The silence continued for longer than either of them wished for but neither wanted to be the one to break it.

John's heart sank as he realised that this was it. This was to be the last conversation he would ever have with his flatmate, his friend, the man of his dreams. He was about to lose all of him in one go and the crazy life that followed him around, the late nights and the thrill of the chase. They were to be John's memories. And with that the tears started to flow freely. He didn't even bother to conceal the sobbing from the other man. What difference would it make now? He turned and made his way back towards the staircase, feeling the weight of his loss in both his feet. He had managed three stairs before he heard a sound from behind him. A foot, two feet on the floor, and the light tapping of soles against the carpeted floor.

"Would you be able to do the same?" Sherlock asked John from the centre of the room, his stance slightly widened and his head held high.

John stood on the step facing in the other direction and listened.

"Would you be able to answer your own question on the spot? Would you be able to reciprocate love on demand without at least thinking about if first? My mind may be superior in some areas, but I lack severely when it comes to emotions. You gave me one hour, one hour to think about what you told me. One hour isn't enough, one lifetime isn't enough to figure out how to love you." Sherlock finished speaking, his throat was dry and scratchy.
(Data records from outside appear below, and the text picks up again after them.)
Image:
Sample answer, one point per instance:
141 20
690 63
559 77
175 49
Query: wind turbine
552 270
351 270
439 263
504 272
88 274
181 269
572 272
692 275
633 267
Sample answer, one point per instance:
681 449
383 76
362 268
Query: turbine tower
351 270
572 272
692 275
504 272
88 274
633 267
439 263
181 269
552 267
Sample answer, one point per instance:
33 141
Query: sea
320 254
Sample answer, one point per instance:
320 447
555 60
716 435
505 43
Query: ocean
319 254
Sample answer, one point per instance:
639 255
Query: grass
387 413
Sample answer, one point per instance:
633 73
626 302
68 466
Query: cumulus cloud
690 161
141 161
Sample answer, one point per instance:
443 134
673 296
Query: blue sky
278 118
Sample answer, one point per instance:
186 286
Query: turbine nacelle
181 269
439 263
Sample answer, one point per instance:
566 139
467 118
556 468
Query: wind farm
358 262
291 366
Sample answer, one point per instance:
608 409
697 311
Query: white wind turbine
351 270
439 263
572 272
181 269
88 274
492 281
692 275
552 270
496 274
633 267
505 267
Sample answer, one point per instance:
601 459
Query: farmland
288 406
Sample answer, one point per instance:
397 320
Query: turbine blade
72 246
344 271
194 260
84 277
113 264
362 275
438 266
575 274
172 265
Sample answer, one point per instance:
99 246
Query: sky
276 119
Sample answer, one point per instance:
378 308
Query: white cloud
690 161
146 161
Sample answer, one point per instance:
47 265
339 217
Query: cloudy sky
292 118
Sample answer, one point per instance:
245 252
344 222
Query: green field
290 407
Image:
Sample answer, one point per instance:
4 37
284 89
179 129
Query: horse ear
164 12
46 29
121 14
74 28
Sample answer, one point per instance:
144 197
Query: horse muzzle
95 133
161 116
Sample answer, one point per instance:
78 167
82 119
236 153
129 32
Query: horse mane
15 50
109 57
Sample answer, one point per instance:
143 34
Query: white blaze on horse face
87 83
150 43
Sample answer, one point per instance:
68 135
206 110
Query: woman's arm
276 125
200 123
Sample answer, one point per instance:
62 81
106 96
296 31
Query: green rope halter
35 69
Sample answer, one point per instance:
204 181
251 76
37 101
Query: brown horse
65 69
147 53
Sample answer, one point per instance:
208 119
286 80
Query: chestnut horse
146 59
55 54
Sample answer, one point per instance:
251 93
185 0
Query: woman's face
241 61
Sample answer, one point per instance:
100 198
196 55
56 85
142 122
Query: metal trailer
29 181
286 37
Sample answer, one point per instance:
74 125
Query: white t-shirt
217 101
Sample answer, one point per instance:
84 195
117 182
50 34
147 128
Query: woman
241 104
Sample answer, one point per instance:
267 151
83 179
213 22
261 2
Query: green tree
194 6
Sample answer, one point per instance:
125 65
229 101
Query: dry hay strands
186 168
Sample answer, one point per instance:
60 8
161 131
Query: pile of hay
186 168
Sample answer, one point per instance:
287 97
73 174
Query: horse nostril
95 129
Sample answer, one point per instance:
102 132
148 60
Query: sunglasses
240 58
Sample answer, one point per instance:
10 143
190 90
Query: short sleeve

John heaved a deep breath from his lungs and shuddered uncontrollably.

"All you had to say was no!" And with that John continued up the stairs before feeling a firm grip on his thick wrist. John refused to turn around.

"Let go!" he barked at his flatmate trying desperately to collect himself.

"No-" Sherlock interrupted, "- you have it all wrong"

John huffed air from his mouth in almost laughter. What's new there, he thought to himself.

Sherlock tugged his arm and John turned to look at the darkened face of the man he loved so deeply.

"One lifetime, ten lifetimes, one thousand lifetimes would not be enough to figure out how to love you, John Hamish Watson. But loving you isn't enough is it."

The younger man loosened his grip but never removed it from his friend's wrist, as he felt the older man convulse with sobs.

"You great fool!" John smiled before he pulled Sherlock up to his level and captured his lips in his own. They wrapped their arms around each other and trapped their bodies together. They never moved, they simply stood and soaked in each other scent. The warmth of blood radiated off John's face and Sherlock brought his hands up to cradle the back of John's skull in his hands.

"P-please don't leave" Sherlock begged.

John smiled and spoke into Sherlock's pale cheek.

"I'm not going anywhere" and they returned to embrace each other's lips, savoring the taste and the joy that pulsed through their veins.

And for the second time tonight, Sherlock's mind was crystal clear.